How Do Lorentz Transformations Relate to SL(2,ℂ) Boosts?

[latentcorpse]

Define B( \theta, \vec{n} ) \in SL( 2 , \mathbb{C} ) by

B( \theta , \vec{n}) = \cosh { \frac{1}{2} \theta} + \vec{\sigma} \cdot \vec{n} \sinh{ \frac{1}{2} \theta} where \vec{n}^2 =1

Show that this corresponds to a Lorentz boost with velocity \vec{v}=\tanh{ \theta} \vec{n}. Show that

( 1 + \frac{1}{2} \vec{sigma} \cdot \delta \vec{v}) B(\theta, \vec{n}) = B( \theta' , \vec{n}' ) R

where, to 1st order in \delta \vec{v},

\theta' = \theta + \delta \vec{v} \cdot \vec{n}, \vec{n}'=\vec{n} \coth{\theta} (\delta \vec{v} - \vec{n} \vec{n} \cdot \delta \vec{v})

and R is an infinitesimal rotation given by

R= 1 + \tanh{\frac{1}{2} \theta} \frac{1}{2}i ( \delta \vec{v} \times \vec{n} ) \cdot \vec{\sigma} = 1 + \frac{\gamma}{\gamma + 1} \frac{1}{2} i ( \delta \vec{v} \times \vec{v} ) \cdot \vec{\sigma}
and \gamma = ( 1 - \vec{v}^2) ^{-\frac{1}{2}}

Show that \vec{v}' = \vec{v} + \delta \vec{v} - \vec{v} \vec{v} \cdot \delta \vec{v}

Note that \vec{\sigma} \cdot \vec{a} \vec{\sigma} \cdot \vec{b} = \vec{a} \cdot \vec{b} 1 + i \vec{\sigma} \cdot ( \vec{a} \times \vec{b} )I don't understand how to go about the first bit here - what do I need to do in order to show this is a Lorentz boost?

Thanks!

 

[fzero]

I don't understand how to go about the first bit here - what do I need to do in order to show this is a Lorentz boost?

Thanks!

B( \theta, \vec{n} ) is an element of a representation of SL( 2 , \mathbb{C} ).
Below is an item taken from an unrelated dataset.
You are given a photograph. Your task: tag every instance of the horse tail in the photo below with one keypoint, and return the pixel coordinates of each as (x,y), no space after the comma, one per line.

What vector space does the representation act on? Is there a map from Minkowski space to this vector space that you know of?

 

[latentcorpse]

B( \theta, \vec{n} ) is an element of a representation of SL( 2 , \mathbb{C} ). What vector space does the representation act on? Is there a map from Minkowski space to this vector space that you know of?

well SL(2, \mathbb{C}) is just matrices so surely they can act on any vector in \mathbb{R}^2?